Olive was born Olivia Wilmot, the daughter of Robert Wilmot, a house painter, in Warwick. At the age of ten she was sent to board with her uncle, James Wilmot, rector of Barton-on-the-Heath. In 1789 she rejoined her father in London. She had a talent for painting and studied art with John Thomas Serres, (1759–1825), marine painter to George III, and she married Serres in 1791. They had two daughters. Olive exhibited her paintings at the Royal Academy of Arts and the British Institution, but was financially reckless; both she and her husband were imprisoned for debt. The Serres came to a parting of the ways, with acrimony on both sides: from Serres because Olive had had several affairs when he was away, and from Olive because she was given an allowance of only £200 per annum. George Fields, an artist friend, moved in with Olive and she gave birth to his son prior to her divorce in 1804. She then devoted herself to painting and literature, producing a novel, some poems and a memoir of her uncle, the Rev. Dr Wilmot, in which she endeavoured to prove that he was the author of the Letters of Junius.
In 1817, Olive wrote a letter to the Prince Regent, claiming that she was the natural daughter of Prince Henry, Duke of Cumberland by Mrs. Olive Payne (who was James Wilmot's sister and her actual aunt). She asked the prince for financial support. In a petition to George III, she put forward a claim to be the natural daughter of the Duke of Cumberland, the king's brother.

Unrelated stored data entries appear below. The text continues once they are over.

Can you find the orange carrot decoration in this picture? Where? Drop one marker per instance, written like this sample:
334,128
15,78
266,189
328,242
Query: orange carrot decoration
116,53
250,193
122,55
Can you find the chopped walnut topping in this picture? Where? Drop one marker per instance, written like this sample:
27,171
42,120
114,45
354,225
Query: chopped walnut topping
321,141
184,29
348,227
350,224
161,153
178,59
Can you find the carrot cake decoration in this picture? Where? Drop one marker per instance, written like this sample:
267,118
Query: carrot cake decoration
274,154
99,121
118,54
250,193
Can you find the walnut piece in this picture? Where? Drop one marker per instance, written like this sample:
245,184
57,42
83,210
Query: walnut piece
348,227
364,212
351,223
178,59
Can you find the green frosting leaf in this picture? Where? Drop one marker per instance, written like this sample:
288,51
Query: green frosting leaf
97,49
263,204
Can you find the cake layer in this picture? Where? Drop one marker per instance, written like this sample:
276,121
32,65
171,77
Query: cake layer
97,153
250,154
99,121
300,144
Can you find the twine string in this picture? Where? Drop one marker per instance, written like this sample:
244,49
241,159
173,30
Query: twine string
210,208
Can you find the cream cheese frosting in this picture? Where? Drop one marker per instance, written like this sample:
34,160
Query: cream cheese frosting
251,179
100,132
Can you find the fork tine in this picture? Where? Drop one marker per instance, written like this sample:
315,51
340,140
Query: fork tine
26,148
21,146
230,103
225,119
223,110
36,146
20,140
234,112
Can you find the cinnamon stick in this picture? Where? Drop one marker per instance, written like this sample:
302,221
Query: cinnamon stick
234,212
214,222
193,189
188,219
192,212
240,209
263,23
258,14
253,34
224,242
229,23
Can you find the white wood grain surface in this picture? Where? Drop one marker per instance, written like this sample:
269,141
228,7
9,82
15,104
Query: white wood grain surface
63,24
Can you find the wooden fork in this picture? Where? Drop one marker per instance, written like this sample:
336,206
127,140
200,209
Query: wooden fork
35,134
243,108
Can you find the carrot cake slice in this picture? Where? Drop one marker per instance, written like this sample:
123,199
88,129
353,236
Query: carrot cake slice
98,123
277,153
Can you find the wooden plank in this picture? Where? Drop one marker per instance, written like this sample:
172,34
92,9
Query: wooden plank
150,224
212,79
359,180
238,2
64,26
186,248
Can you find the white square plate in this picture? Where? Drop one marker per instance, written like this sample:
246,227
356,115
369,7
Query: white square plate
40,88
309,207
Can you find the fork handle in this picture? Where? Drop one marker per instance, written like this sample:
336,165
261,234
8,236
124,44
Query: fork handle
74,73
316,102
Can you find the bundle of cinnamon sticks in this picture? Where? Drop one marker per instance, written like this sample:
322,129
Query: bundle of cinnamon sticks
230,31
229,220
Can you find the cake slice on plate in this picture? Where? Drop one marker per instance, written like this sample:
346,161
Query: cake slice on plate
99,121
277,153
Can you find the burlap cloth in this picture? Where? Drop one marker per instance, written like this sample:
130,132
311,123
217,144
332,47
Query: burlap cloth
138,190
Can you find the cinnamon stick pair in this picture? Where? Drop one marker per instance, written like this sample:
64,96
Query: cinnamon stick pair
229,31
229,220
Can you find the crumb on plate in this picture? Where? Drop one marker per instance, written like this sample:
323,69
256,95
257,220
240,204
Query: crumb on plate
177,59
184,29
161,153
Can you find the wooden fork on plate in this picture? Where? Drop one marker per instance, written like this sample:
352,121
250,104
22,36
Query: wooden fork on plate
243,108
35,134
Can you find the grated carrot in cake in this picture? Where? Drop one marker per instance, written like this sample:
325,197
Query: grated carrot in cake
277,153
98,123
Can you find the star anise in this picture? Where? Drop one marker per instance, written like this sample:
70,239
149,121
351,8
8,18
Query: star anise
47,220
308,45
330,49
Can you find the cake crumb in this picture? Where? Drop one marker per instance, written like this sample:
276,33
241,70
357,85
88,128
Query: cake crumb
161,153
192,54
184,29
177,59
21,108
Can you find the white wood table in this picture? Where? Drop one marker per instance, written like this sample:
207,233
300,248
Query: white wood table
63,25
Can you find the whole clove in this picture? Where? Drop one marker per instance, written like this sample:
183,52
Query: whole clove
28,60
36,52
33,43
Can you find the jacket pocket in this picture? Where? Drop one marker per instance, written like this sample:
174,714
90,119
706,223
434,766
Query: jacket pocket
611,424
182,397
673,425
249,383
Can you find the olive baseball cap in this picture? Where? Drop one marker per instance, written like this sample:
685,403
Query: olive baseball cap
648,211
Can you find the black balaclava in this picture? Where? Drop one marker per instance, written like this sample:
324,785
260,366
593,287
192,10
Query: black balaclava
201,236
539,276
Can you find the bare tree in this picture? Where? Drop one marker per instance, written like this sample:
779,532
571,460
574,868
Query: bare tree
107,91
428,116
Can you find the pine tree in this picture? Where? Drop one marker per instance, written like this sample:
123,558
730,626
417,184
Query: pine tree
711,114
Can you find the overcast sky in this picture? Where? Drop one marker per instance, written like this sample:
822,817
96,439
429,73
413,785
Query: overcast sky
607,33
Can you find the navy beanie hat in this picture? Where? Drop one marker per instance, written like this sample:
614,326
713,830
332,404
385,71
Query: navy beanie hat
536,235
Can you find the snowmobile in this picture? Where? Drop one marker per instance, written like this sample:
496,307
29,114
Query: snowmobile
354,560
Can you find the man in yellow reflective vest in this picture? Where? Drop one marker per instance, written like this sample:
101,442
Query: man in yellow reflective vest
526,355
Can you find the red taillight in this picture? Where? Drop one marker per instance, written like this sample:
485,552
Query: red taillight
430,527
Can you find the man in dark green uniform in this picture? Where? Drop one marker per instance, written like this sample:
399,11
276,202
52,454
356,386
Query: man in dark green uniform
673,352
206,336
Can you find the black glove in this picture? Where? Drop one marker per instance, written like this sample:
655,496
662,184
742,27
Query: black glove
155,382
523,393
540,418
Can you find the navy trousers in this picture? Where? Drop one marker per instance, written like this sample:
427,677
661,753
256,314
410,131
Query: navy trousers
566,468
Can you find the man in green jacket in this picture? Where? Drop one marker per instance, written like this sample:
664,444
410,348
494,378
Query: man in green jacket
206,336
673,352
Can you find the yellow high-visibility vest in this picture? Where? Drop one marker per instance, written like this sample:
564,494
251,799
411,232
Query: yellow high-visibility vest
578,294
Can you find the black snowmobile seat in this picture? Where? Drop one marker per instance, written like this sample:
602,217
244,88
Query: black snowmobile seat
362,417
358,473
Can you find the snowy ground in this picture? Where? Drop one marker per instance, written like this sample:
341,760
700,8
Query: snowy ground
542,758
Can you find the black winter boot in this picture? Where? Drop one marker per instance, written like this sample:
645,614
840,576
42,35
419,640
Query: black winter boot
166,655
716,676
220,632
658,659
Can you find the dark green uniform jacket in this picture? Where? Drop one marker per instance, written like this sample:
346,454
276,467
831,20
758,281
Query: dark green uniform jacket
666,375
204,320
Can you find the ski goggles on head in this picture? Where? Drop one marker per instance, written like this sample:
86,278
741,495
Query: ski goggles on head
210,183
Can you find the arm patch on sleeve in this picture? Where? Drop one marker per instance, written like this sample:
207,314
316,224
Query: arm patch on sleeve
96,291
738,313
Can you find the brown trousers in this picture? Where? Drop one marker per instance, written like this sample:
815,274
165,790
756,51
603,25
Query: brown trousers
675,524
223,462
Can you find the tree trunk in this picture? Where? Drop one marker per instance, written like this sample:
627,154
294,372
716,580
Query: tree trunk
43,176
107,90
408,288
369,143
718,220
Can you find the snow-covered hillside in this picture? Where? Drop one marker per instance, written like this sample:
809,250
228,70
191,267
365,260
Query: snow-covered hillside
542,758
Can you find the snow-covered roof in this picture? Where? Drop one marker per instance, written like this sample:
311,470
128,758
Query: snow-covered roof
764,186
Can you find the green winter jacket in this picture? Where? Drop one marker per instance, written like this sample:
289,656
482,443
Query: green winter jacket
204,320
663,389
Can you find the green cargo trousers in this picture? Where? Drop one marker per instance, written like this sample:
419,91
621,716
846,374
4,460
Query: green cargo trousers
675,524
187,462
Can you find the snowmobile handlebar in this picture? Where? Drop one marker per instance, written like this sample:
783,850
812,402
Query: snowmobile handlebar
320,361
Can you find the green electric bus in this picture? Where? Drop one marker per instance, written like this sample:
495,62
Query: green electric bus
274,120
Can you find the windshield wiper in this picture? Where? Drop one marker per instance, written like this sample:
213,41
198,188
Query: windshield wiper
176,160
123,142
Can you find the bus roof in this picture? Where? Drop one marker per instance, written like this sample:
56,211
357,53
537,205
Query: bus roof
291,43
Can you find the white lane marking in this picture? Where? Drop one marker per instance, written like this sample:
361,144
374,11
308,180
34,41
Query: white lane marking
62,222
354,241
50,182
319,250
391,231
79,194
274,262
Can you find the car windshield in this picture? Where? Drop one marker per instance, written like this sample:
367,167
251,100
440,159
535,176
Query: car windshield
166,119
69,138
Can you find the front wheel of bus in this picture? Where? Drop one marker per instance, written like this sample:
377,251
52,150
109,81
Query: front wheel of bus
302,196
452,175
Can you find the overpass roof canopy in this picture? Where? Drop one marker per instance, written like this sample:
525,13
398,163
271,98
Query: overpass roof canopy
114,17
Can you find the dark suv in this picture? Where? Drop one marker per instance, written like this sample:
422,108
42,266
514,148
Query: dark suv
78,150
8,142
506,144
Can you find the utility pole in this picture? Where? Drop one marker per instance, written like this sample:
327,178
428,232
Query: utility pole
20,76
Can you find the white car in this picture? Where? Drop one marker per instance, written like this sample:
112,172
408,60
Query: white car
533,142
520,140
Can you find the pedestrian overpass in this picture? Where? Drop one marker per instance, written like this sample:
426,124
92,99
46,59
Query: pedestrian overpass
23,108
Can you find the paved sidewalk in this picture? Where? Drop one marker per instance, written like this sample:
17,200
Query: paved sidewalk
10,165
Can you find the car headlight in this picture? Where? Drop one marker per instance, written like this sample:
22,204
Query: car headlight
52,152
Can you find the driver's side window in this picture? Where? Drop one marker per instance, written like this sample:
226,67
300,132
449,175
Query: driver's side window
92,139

In 1820, after her father, her uncle, and King George III had died, she revised her story. James Wilmot, she claimed, had secretly married the princess Poniatowski, sister of King Stanislaus II of Poland, and their daughter had married the Duke of Cumberland in 1767 at the London house of a nobleman. Olive claimed to be the only child of this marriage, and that her mother had died "of a broken heart" on the Duke of Cumberland's "second" and "bigamous" marriage to Anne Horton.